Banking regulator warns lenders not to become complacent about mortgages, expect rate rise with tight lending in 2017.

 Canada’s banking regulator warned lenders Monday to remain strict in the way they underwrite mortgages as a way of preventing crises for financial institutions if low interest rates rise and property values drop.

Jeremy Rudin of the Office of the Superintendent of Financial Institutions said prudent lending practices have never been more important because of the current economic environment.

“When house prices have been rising for several years and interest rates have remained at all-time lows, complacency can set in,” the superintendent told a meeting of mortgage professionals in Vancouver.

“Lenders might be led to believe that weak underwriting standards will be mitigated by ever-rising collateral values.”

He told reporters that the regulator is drawing on experience from the 2008 financial crisis by keeping an eye on the small percentage of lenders that fall outside the regulatory framework while also maintaining strong standards for those covered by the superintendent’s office to ensure economic stability.

“We get out in front of issues before they become widespread,” he said.

Rudin’s speech touched on advice issued earlier this year on the industry’s practices, including verifying borrower income levels, managing higher-risk loans and ensuring adequate debt service ratios.

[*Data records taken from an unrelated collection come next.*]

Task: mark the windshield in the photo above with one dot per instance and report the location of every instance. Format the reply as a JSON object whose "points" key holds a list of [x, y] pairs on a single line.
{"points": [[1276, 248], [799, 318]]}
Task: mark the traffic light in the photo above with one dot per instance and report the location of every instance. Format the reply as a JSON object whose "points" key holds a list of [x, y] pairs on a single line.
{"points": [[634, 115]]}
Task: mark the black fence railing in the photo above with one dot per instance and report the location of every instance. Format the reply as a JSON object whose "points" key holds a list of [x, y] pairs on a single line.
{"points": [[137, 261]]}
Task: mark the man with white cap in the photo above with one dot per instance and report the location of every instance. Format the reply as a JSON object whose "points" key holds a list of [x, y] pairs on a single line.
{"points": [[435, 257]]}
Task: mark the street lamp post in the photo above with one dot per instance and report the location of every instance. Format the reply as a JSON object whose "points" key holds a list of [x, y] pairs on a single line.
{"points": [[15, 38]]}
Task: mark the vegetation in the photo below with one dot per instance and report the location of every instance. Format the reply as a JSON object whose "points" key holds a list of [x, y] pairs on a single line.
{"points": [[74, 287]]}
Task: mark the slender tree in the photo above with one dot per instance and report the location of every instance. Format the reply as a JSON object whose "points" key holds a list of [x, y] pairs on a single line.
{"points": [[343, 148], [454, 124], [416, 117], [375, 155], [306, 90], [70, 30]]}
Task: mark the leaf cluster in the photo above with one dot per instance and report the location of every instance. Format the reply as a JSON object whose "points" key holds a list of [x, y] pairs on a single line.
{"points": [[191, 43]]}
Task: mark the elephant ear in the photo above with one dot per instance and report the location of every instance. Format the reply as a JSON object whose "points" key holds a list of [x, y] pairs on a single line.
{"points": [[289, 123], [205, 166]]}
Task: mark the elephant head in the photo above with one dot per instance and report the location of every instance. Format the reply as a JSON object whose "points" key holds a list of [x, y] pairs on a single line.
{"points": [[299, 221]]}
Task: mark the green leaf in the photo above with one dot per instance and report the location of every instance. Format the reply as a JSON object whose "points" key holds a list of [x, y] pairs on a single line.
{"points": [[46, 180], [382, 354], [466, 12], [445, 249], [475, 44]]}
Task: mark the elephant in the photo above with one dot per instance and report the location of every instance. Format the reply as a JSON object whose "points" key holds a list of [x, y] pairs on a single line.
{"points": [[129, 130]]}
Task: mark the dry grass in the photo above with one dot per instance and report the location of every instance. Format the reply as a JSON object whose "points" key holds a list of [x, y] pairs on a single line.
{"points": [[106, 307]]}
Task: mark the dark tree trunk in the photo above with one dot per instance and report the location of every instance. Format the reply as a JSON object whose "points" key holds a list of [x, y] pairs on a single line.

He said the sound underwriting of mortgages relies on having reliable information about the borrower and the property that’s being purchased.

He mentioned the Bank of Canada’s concerns about increases in household borrowing and mortgage debt, in particular. Last summer, the central bank said the severity of the risks associated with a sharp correction in real estate prices in Vancouver and Toronto as well as from household financial stress have risen.